Key to this effort was demonstrating to building custodians that their role wasn’t to separate recycling from trash, but to manage a new organization system for collection. Day porters service the compostable collection containers in kitchens and conference rooms so that the night janitors don’t have extra work, and management recognizes the custodians with quarterly gift certificates. The results speak for themselves: One Bush Street achieved a 76% waste diversion rate, keeping 260 tons of material out of the landfill each year. Disposal costs have dropped by over 50%, translating to an annual savings of $24,000.

In addition to better diversion practices, an emphasis on continual training and improvement is crucial, adds Aardsma. Anyone who interacts with the waste should be educated in safe disposal techniques, including keeping the disposal area clean, lifting without sustaining a back injury and packaging certain kinds of waste to prevent spillage.
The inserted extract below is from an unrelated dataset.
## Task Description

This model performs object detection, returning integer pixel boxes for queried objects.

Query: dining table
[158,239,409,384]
“We follow a very pragmatic approach of investigating and benchmarking current waste generation behavior, which involves understanding what you’re throwing away, how much is being thrown away and the best way to get it from its point of generation to the point of collection. It’s about handling material in an efficient manner that protects the health and safety of folks who are interacting with the materials,” Aardsma says. “Then at the point of collection, we want to provide every opportunity to handle the waste in the most environmentally friendly way possible, including recognizing hazardous waste and focusing on recycling and waste reduction.”
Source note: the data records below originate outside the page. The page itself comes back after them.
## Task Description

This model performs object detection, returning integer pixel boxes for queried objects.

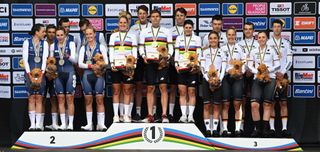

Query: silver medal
[34,56,41,63]
[86,61,92,64]
[59,59,65,66]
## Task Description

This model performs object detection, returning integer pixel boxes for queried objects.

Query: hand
[175,66,180,73]
[143,57,148,64]
[111,66,118,72]
[64,53,70,59]
[276,72,284,79]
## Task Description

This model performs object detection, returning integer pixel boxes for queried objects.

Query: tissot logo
[270,2,292,15]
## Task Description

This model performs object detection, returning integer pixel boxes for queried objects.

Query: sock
[282,116,288,130]
[97,112,105,125]
[128,102,134,116]
[222,119,228,131]
[213,119,219,131]
[119,103,124,116]
[113,103,119,116]
[136,106,141,116]
[51,113,58,126]
[86,112,92,125]
[40,113,45,127]
[29,111,36,127]
[235,119,241,131]
[169,103,175,115]
[60,114,66,126]
[188,106,195,117]
[124,104,130,116]
[263,121,270,132]
[35,113,42,127]
[186,104,189,115]
[68,115,74,127]
[65,109,69,125]
[153,105,157,115]
[254,121,261,131]
[204,119,210,131]
[240,119,244,130]
[180,105,187,116]
[270,116,275,130]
Don’t stop improving your waste management practices after you’ve got cost, safety and efficiency under control, Valair urges. Waste generation rates and the contents of the waste stream can change over time. Monitoring your organization’s output lets you keep an eye on these trends and adjust your practices or pickup frequency accordingly.

“Continue to revisit the processes because things are changing. The market is changing from a revenue perspective and costs are going up,” Valair says. “Even if you set up your program years ago, continue to evaluate your processes. Take every opportunity to generate good business practices throughout your organization.”